The leadership award is one of the biggest loops. Many western colleges offer this award.

Westscout

hawkhockey
06-25-2011, 10:44 AM
A couple of years ago the Amherst men's hockey team placed 11 players on the NESCAC All Academic list. More than any other team in any sport in the NESCAC. I believe you need a 3.5 ( might be wrong on that one ) GPA to get on the list. That being the case is it not possible that for that group anyway no special consideration due to athletics was given when considering financial aid. In my experience the players I know in the NESCAC have met the academic criteria for their institution, granted maybe some on the lower part of the acceptance criteria/curve but met it nonetheless.
Instead of whining about the NESCAC and their "high horse" you might want to look at the recruiting challenges involved in finding these guys and give credit where credit is due. Sounds very much like sour grapes.
what you conveniently failed to mention was if any of the 11 all academics were also impact players.Look all I'm sayiing is that for NESCAC's money is not ever an issue for any student , including hockey players.So if you take funding out of the equation,then the issue for them is to find kids who can do the work academically.
If you think that coaches cannot work with the admissions office to accept players that would not be ordinarily admitted if they were not very good players then you don't understand recruiting at the NESCAC level.By the way, my son and daughter were both NESCAC athletes(not hockey) and my sentiments come from their comments and experience.As for sour grapes, you missed the point.

NUProf
06-25-2011, 10:50 AM
Augsburg is one the Colleges that violated this leadership clause. I have said many times before on this site, that D-3 finacial aid is the most un-even playing field in all of the NCAA sports.
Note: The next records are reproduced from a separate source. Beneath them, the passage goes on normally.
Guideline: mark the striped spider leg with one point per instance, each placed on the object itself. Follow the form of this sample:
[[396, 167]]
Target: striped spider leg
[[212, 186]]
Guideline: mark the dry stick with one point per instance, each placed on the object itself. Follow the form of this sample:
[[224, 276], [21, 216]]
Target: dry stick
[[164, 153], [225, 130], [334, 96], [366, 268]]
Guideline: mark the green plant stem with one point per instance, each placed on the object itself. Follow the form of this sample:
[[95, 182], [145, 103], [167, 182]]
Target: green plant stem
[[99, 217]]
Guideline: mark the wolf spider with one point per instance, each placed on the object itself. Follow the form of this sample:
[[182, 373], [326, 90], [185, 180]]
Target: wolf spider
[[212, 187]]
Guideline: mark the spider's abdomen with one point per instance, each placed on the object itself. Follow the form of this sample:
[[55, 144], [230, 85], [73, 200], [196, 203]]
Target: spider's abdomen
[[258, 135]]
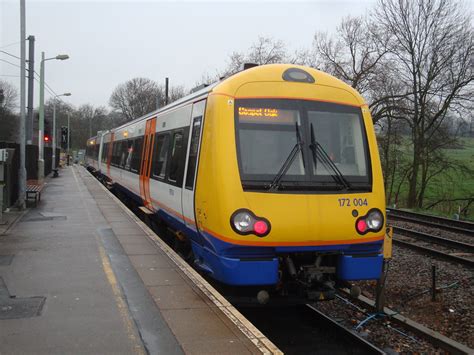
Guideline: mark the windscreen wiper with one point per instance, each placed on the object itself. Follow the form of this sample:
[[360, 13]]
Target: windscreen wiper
[[276, 183], [326, 161]]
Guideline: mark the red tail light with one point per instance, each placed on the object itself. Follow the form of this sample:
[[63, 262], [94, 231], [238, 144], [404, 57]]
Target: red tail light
[[260, 227], [361, 226]]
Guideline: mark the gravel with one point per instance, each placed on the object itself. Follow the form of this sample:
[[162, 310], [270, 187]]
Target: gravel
[[408, 287], [433, 231]]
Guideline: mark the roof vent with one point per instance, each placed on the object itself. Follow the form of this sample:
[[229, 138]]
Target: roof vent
[[246, 66], [298, 75], [199, 87]]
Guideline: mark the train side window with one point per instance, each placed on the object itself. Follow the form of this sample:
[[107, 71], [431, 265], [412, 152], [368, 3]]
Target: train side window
[[104, 153], [160, 155], [177, 158], [137, 154], [193, 153], [129, 154], [114, 153], [123, 153]]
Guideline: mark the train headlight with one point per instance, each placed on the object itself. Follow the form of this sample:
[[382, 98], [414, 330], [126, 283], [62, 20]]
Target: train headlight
[[245, 222], [371, 222]]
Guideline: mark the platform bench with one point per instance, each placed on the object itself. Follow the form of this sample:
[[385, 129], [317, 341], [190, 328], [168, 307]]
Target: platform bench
[[33, 192]]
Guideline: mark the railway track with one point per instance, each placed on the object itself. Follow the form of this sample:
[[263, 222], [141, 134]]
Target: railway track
[[443, 342], [446, 224], [304, 329], [454, 251]]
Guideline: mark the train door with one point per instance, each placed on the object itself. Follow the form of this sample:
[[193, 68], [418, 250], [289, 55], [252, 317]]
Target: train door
[[197, 119], [145, 167]]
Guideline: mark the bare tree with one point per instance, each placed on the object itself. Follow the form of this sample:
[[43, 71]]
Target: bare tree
[[136, 97], [354, 54], [432, 44]]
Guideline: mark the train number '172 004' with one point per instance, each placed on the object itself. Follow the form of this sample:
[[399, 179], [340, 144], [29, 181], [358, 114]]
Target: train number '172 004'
[[355, 202]]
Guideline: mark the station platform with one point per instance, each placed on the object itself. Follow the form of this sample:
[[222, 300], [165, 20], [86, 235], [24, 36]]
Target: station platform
[[81, 274]]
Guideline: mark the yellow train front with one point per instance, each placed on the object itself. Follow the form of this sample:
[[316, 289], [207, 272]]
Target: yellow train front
[[289, 187]]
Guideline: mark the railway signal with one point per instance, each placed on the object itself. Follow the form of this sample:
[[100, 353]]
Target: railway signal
[[64, 135]]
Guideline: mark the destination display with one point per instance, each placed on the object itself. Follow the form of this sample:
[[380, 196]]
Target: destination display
[[266, 115]]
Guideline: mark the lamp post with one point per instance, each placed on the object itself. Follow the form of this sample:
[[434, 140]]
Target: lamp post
[[41, 114], [55, 173]]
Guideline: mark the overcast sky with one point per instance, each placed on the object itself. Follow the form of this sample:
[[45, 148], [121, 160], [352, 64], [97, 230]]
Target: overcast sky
[[110, 42]]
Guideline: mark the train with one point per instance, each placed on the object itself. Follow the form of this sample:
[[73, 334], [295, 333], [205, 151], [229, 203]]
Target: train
[[270, 176]]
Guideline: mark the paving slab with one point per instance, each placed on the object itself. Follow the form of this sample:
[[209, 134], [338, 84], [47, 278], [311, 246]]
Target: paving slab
[[104, 285]]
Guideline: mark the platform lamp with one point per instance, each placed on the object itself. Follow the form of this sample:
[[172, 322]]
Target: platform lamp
[[55, 172], [41, 115]]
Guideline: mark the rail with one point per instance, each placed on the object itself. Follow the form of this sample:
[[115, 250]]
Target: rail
[[451, 225]]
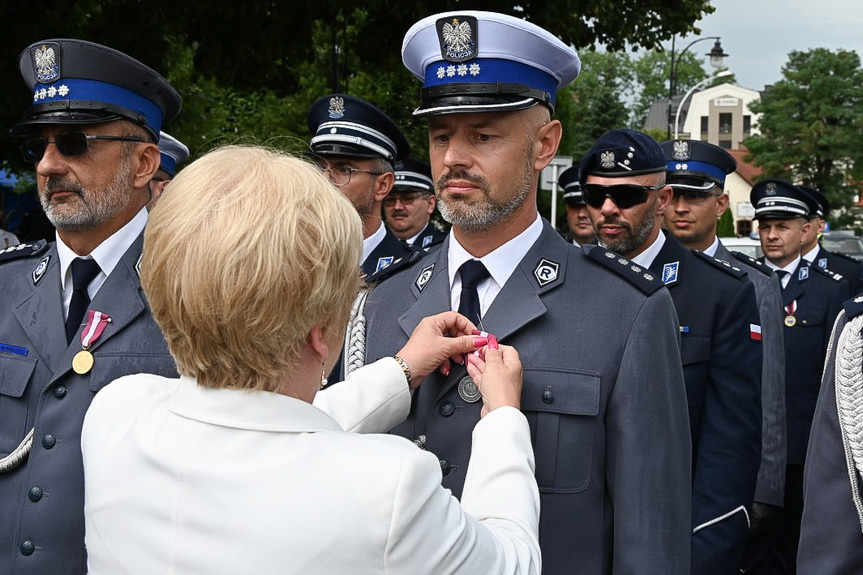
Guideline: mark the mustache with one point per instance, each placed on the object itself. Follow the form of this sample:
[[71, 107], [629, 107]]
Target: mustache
[[442, 181]]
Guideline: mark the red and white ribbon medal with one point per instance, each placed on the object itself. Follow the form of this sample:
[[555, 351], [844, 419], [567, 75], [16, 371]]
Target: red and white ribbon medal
[[96, 324]]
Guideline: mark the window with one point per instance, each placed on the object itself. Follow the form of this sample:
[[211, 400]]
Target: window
[[724, 123]]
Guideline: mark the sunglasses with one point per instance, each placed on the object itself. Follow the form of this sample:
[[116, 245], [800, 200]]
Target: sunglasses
[[624, 195], [68, 144]]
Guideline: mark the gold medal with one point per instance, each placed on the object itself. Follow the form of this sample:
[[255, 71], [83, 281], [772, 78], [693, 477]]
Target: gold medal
[[82, 362]]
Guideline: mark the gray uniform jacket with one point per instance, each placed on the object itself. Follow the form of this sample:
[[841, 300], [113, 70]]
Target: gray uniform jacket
[[42, 500], [603, 394], [770, 486], [831, 538]]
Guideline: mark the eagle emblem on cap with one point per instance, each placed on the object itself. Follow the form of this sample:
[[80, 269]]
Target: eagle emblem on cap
[[458, 38], [606, 159], [681, 150], [45, 60], [337, 107]]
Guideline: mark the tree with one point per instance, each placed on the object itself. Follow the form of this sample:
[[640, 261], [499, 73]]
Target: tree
[[810, 126], [251, 69]]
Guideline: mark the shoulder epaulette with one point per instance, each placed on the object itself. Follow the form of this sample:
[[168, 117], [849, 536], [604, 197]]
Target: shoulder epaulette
[[752, 262], [725, 266], [642, 278], [853, 307], [846, 257], [832, 275], [23, 250], [398, 265]]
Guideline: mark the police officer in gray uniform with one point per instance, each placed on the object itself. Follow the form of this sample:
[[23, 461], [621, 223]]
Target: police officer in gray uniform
[[603, 385], [73, 317], [696, 172], [624, 183], [831, 538]]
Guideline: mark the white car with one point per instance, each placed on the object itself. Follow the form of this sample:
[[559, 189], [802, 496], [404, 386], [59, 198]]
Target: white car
[[749, 246]]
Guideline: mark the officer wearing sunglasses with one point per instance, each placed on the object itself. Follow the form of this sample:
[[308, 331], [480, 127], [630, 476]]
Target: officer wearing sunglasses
[[73, 316], [624, 179]]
Loop holes are rampent, and colleges can choose to award any student that they feel deservse the aid, as long as the award is "availble" to other students as well.

This does not mean that other students will get the award, but as long as someone else does get the same type awards, the college is covered.

The leadership award is one of the biggest loops. Many western colleges offer this award.

Westscout

You need to read it again. The leadership award can't be used disproportionately for athletes - if it is, the school gets flagged for it in the same way that school have gotten hit with problems when they don't get enough non-athletes taking Canadian incentive grants. READ THE EXCERPT again

Russell Jaslow
06-26-2011, 02:18 PM
You need to read it again. The leadership award can't be used disproportionately for athletes - if it is, the school gets flagged for it in the same way that school have gotten hit with problems when they don't get enough non-athletes taking Canadian incentive grants. READ THE EXCERPT again

You know westscout will not read the excerpt again, because he will never allow facts to get in the way of his unsubstantiated rants.

cooperalls
06-27-2011, 11:02 PM
Seems like from those numbers everyone in NCAA Div. III College hockey cheats. Or policies on financial aid at those schools will need to change in order to be compliant with the NCAA. But it also looks like non-hockey culture people at the NCAA that don't see things three dimensional and it seems it can be the blind leading the blind. Just like the tosser from Franklin and Marshall who wanted an NCAA Div. IV.